President Anura Kumara Dissanayake highlighted a key distinction. The core problem is suppliers failing to meet quality standards, not necessarily the tender process itself.
This indicates a critical failure in enforcement and quality control mechanisms. Without robust checks, even a fair tender can yield poor results.
The financial impact of these lapses is massive. It directly raises the cost of power generation for the whole country.
More importantly, it destroys public trust in the institutions managing a vital public service. Rebuilding that trust is now a major challenge.
9.2. Paths Toward Transparency and Sustainable Management
Meaningful reform must start with stricter oversight and independent quality verification. Transparent tender mechanisms are non-negotiable.
The goal is a system where failures are caught early and addressed promptly. This requires a cultural shift toward accountability.
Sustainable energy management is another crucial pillar. Long-term planning must formally account for climate risks like prolonged drought.
Reliance on a single fuel source or a handful of large plants creates vulnerability. The sector needs a more diverse and resilient mix.

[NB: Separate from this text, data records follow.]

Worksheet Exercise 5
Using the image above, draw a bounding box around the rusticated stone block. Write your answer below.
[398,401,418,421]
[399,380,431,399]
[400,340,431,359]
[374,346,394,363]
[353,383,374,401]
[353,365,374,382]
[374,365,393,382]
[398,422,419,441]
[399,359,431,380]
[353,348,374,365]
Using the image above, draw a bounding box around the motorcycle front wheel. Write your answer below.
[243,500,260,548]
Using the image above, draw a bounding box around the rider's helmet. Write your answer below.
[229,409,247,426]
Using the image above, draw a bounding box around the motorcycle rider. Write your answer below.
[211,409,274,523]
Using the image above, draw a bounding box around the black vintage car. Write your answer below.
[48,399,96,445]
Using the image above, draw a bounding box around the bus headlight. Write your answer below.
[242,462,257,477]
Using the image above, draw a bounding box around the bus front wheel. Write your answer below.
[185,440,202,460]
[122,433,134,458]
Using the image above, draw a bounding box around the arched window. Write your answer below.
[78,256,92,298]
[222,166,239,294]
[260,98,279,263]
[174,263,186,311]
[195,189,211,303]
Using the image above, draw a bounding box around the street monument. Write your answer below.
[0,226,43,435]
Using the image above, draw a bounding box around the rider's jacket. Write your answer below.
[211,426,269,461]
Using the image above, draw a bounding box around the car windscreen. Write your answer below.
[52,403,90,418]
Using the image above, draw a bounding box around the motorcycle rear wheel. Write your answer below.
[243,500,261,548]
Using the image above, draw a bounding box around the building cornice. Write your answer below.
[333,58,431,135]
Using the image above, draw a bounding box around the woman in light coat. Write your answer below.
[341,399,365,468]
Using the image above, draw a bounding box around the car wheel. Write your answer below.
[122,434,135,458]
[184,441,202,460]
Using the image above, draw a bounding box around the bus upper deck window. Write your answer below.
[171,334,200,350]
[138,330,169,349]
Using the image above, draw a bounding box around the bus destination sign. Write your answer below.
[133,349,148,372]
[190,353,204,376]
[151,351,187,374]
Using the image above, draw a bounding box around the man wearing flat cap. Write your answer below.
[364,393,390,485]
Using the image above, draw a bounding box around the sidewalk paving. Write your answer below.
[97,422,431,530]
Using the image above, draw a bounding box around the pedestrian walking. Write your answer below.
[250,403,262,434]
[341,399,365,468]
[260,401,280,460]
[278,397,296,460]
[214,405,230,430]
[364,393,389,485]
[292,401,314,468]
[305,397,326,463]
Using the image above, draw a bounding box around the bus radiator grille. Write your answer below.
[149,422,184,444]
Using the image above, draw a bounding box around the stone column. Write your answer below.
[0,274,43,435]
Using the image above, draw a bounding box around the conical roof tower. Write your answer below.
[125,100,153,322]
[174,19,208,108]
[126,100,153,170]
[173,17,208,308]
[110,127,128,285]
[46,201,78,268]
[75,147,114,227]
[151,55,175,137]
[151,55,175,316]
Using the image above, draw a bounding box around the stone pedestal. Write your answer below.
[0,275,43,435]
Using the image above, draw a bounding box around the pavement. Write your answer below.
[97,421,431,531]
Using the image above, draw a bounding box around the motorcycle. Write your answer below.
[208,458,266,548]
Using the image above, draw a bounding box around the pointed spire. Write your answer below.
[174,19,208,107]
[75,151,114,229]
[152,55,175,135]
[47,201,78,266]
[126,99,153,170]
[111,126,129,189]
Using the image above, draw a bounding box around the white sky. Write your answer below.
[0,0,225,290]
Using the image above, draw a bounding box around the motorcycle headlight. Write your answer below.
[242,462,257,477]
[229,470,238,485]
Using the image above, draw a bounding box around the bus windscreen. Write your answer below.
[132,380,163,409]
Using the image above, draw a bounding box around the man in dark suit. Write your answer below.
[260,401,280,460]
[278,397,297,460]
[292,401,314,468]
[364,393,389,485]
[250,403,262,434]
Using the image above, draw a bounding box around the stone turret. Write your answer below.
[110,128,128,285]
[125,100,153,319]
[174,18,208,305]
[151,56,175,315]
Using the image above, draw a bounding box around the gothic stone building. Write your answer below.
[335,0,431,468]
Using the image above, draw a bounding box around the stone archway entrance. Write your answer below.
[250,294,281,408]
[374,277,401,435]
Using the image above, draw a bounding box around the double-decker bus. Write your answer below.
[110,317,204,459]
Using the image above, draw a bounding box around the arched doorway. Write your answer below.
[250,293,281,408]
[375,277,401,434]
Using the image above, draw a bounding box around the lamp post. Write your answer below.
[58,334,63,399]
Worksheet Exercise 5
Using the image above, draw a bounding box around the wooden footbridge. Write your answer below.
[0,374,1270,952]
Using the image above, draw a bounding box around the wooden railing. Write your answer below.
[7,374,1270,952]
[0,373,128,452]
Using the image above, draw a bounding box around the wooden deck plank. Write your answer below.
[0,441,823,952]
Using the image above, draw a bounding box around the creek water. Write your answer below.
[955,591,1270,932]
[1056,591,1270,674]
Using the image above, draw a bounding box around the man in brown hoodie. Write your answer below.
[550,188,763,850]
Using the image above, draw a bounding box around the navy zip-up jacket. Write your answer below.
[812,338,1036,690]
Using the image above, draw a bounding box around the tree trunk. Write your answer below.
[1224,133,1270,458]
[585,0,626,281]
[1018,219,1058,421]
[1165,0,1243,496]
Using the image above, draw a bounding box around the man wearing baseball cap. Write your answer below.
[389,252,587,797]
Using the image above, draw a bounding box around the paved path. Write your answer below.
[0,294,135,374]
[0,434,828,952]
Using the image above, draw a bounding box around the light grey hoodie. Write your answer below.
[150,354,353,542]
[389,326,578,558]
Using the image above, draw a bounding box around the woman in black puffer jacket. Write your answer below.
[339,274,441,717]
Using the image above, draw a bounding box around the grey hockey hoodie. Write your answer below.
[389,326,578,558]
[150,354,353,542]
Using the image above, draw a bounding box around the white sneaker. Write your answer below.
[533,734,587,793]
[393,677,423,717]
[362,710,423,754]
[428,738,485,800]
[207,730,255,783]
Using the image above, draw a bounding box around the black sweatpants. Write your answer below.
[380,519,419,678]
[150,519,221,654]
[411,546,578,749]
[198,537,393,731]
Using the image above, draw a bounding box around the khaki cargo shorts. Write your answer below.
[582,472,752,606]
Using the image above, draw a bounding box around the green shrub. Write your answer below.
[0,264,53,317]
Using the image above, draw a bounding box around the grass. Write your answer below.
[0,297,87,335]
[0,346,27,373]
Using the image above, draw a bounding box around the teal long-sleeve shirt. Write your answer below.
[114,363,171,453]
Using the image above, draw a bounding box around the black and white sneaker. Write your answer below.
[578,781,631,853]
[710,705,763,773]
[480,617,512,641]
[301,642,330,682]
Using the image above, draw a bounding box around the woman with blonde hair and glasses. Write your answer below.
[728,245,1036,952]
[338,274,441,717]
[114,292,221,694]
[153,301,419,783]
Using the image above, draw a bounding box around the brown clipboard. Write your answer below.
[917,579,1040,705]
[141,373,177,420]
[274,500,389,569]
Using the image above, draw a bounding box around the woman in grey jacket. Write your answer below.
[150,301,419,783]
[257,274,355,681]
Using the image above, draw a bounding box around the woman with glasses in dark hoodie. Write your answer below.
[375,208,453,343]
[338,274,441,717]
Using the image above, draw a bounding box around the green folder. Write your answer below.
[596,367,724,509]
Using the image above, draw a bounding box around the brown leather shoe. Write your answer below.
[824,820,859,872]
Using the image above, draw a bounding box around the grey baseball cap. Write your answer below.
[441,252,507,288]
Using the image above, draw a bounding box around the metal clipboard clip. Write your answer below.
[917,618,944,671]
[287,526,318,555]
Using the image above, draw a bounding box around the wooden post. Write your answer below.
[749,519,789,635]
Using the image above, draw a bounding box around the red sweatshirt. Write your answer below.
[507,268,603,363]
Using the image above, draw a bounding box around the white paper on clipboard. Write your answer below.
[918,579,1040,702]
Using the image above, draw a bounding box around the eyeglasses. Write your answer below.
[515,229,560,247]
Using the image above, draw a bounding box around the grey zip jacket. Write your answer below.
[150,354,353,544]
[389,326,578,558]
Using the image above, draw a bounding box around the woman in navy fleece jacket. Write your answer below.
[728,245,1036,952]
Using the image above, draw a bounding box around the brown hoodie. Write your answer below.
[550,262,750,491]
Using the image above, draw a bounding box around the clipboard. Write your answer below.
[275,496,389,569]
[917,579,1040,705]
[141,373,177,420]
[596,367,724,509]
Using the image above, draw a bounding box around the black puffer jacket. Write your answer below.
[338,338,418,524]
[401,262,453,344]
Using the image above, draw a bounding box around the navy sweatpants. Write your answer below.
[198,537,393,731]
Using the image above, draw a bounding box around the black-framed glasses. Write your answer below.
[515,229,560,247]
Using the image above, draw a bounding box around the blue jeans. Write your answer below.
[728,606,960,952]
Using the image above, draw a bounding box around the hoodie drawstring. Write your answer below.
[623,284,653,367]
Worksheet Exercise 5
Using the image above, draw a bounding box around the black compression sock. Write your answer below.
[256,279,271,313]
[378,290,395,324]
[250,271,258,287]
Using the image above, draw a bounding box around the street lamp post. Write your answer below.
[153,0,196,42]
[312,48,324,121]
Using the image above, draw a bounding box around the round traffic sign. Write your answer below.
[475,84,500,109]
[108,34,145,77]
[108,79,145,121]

Learning from this crisis is essential to avoid repetition. Key reform measures should include:
- Independent auditors for fuel quality at the point of origin and upon arrival.
- Public disclosure of major procurement contracts and quality reports.
- Integrated planning that treats water resources for agriculture and power generation as a single, managed portfolio.
- Strengthened regulatory authority for the Public Utilities Commission to enforce standards.
Without addressing these systemic weaknesses, Sri Lanka will face similar emergencies in the future. The triggers may change, but the outcome will be the same.
Building a resilient power sector is the only way to ensure stable and affordable energy for all citizens. This analysis leads directly to the final discussion on forward-looking strategies.
10. Navigating Forward: Strategies for a Stable Power Future
To secure a stable and affordable electricity future, Sri Lanka must embrace a multi-pronged strategy. Diversifying the energy mix is critical. Accelerating renewable energy like solar and wind, paired with storage, can cut reliance on imports.
Modernizing the grid system is equally vital. Smart technologies can manage peak demand during evening times. This helps balance supply across different days and months.
Fundamental reforms in procurement and planning are needed for the power sector. Strict quality controls prevent fuel quality issues. Long-term strategies must account for changing climate conditions.
Sri Lanka can turn this crisis into an opportunity. Building a transparent and efficient energy system ensures reliable power generation for all. The path forward requires decisive action now.